Companies in difficulty have been multiplying across Portugal for several weeks, with some trying to resume operations through revitalization plans and debt restructuring. However, many others have not reopened since the summer break.
According to Ana Dinis, director general of the Textile and Clothing Association of Portugal (ATP): “To deal with this crisis, the government and the European Union must adopt swift and concrete measures: a simplified layoff to help manage the workforce in periods of falling demand, instruments to support cash flow, and more flexible measures for companies to adjust,” she told ECO.
The expert, who holds a degree in International Relations and International Trade and has worked in the Portuguese textile and clothing industry since 2004, adds that, “firm measures against unfair competition are needed, such as an end to de minimis regimes, the application of specific taxes to ultra-fast fashion, and greater supervision within the European internal market.”
In the opinion of César Araújo, founder and CEO of Calvelex and president of the National Association of the Clothing and Apparel Industries (ANIVEC): “Companies need to restructure.
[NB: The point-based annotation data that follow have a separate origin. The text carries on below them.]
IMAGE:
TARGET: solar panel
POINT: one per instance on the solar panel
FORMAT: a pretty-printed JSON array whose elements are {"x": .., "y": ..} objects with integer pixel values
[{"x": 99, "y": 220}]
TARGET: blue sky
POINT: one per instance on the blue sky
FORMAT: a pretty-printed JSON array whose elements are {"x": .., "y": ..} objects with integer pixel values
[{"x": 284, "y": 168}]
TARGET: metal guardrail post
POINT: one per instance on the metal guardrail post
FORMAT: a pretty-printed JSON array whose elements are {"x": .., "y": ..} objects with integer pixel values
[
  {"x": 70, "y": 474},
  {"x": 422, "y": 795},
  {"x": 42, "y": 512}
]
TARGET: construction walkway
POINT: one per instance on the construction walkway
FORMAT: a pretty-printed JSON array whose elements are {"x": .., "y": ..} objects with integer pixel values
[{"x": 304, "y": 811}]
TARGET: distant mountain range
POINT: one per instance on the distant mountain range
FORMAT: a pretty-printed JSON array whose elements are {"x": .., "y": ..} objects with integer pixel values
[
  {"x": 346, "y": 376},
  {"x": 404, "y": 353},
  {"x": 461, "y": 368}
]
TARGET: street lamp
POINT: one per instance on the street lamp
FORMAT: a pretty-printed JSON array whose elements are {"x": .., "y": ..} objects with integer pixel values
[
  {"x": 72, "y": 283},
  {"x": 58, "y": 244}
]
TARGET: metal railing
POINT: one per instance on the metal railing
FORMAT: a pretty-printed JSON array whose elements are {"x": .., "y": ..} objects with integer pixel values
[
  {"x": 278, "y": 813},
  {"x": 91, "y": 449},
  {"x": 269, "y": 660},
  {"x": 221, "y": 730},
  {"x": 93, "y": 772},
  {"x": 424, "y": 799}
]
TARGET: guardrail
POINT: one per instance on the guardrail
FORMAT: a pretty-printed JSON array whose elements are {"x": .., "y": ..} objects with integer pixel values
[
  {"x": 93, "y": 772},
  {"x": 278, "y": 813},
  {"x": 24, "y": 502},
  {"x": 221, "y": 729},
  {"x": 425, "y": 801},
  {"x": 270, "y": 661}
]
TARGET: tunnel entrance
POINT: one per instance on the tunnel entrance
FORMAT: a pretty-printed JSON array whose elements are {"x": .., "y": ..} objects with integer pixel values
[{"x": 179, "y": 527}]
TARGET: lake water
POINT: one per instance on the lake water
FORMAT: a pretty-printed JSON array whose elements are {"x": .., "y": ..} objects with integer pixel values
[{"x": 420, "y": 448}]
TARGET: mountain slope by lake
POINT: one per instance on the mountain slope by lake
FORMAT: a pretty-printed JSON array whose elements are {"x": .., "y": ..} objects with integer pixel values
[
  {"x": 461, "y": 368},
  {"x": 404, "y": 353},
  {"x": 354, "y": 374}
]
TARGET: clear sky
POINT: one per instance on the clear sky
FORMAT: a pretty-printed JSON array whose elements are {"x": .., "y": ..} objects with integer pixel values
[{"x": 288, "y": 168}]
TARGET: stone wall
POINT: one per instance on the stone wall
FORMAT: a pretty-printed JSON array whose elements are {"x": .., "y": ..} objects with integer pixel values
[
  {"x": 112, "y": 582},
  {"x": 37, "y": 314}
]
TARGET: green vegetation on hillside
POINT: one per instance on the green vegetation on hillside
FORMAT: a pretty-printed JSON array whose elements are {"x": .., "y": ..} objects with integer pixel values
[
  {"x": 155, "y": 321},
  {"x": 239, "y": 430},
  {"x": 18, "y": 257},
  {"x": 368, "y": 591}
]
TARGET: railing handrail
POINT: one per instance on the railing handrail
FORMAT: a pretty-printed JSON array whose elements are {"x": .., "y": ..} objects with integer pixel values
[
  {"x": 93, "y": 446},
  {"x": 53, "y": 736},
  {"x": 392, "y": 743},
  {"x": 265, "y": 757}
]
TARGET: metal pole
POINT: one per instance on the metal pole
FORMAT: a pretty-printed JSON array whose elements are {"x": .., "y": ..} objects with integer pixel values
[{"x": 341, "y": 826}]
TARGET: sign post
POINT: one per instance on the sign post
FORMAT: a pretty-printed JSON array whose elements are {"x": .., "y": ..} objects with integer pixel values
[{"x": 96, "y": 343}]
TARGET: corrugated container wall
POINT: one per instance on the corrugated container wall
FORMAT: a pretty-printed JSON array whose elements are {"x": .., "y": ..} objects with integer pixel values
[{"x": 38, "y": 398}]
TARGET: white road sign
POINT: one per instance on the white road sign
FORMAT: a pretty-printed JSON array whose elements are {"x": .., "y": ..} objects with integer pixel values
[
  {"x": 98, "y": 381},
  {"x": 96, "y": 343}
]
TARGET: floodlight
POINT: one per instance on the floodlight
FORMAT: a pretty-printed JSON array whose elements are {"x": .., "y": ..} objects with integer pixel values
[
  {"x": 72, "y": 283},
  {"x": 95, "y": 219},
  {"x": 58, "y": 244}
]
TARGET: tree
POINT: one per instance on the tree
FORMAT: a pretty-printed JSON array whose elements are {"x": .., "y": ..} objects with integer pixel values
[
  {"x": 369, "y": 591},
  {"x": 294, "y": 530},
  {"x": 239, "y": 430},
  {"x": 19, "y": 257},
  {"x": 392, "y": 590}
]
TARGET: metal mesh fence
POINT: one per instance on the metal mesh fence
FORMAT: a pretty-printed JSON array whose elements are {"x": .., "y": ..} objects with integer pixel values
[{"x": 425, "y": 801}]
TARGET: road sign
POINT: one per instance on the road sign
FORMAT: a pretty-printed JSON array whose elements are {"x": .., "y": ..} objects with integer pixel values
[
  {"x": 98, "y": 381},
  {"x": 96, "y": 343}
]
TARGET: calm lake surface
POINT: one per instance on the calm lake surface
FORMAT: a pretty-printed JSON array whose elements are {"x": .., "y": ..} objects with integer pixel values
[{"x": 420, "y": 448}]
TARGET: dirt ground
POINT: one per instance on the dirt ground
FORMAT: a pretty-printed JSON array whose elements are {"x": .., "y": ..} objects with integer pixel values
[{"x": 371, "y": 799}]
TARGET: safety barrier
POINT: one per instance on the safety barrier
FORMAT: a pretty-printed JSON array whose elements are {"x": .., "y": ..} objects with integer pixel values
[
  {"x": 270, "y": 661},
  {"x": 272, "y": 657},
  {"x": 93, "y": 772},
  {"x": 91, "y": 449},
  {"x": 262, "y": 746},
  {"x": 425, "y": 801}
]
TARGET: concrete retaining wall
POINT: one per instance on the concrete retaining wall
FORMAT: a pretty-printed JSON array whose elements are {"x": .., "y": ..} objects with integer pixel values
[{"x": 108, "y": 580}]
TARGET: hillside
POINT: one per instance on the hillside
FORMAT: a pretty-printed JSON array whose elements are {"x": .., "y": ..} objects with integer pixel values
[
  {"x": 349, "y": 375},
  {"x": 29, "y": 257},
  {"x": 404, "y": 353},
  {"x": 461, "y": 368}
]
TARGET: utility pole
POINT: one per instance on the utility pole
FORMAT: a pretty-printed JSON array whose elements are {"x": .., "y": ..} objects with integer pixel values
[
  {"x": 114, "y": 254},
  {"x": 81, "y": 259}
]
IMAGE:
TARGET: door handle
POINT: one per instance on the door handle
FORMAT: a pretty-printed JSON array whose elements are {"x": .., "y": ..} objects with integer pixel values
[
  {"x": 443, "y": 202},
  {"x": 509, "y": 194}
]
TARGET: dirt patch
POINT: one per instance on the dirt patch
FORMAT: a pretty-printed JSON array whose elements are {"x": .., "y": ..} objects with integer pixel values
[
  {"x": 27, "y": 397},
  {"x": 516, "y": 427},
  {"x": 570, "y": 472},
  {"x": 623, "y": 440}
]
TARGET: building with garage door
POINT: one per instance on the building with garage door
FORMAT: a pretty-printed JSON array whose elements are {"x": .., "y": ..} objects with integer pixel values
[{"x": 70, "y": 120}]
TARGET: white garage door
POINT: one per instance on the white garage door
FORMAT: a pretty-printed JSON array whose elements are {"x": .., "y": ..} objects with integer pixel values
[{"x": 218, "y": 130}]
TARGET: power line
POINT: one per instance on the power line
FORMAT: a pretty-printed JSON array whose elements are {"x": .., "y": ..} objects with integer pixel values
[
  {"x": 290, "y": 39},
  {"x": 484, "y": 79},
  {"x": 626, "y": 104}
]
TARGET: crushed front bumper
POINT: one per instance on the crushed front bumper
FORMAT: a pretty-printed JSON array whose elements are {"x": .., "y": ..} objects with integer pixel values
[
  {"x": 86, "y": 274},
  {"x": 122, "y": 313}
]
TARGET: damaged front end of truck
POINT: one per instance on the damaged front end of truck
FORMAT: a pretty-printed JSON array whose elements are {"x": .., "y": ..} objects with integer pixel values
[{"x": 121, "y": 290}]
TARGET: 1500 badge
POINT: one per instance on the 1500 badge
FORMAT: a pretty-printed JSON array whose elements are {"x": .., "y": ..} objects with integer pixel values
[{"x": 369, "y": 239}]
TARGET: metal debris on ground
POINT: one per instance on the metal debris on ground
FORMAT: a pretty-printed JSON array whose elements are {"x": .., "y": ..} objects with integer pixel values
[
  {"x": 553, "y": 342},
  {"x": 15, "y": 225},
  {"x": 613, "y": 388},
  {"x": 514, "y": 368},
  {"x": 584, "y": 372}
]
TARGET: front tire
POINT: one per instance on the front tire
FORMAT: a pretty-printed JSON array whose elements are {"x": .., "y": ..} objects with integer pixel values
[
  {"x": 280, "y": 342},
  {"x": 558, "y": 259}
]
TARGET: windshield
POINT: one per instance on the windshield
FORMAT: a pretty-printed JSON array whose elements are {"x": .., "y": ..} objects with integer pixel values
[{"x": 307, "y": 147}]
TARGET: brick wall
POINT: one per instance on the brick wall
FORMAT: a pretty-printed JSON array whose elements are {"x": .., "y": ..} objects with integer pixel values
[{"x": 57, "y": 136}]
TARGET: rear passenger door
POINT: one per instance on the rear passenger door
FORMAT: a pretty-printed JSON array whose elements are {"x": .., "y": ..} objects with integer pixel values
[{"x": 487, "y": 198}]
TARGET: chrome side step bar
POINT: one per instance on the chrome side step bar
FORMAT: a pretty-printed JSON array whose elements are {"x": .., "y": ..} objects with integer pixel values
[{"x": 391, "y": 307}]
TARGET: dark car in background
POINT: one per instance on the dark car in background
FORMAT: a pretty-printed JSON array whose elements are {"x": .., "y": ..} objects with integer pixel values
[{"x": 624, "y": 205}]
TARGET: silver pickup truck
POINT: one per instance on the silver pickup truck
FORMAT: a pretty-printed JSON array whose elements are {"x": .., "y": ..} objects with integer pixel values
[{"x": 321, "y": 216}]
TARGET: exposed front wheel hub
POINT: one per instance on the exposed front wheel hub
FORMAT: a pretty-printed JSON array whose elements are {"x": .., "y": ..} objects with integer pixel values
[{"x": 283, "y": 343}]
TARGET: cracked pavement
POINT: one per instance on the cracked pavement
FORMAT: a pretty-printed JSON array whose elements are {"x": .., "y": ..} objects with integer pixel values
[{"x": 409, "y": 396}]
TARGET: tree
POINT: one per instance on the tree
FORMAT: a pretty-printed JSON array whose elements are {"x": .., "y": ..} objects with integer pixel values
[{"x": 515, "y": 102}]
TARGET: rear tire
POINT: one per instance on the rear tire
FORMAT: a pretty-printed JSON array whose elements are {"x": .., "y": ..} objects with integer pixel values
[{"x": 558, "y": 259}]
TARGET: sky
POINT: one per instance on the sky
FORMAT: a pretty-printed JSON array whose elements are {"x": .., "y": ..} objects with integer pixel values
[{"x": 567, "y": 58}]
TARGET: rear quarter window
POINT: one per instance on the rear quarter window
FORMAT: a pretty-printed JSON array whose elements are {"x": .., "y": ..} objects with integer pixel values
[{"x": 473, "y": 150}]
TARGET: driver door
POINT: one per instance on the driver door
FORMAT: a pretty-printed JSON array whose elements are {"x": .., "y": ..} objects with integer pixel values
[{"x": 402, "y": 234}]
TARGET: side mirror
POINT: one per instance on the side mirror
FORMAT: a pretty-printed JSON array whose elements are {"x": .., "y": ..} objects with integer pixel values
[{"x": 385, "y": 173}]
And that’s only possible with the PER,” he told ECO, stressing that, “there has to be a simplified layoff for companies to get orders.”
“This situation can be solved with three measures: long-term debt, restructuring mechanisms with social security, and simplified layoffs,” he added.
“Europe has squandered its market, opened its doors, and we are witnessing the biggest tax fraud of the 21st century. There are more than 100 billion euros without customs control — it’s the biggest tax evasion.”
According to an activity survey for the first half of 2025, carried out by ATP in June, exports from the textile and clothing sector totaled €2.79 billion between January and June 2025 — a drop of 1.3% compared to the same period in 2024, which had already seen a 3.9% decline compared to 2023.
The latest survey reveals that 66% of companies reported a decline in turnover, and 67% recorded a drop in production in the first half of the year, with 65% anticipating a further decline in turnover in the second half.
Nevertheless, in Ana Dinis’ view, the Portuguese sector continues to maintain its capacity for innovation, differentiation, and internationalization.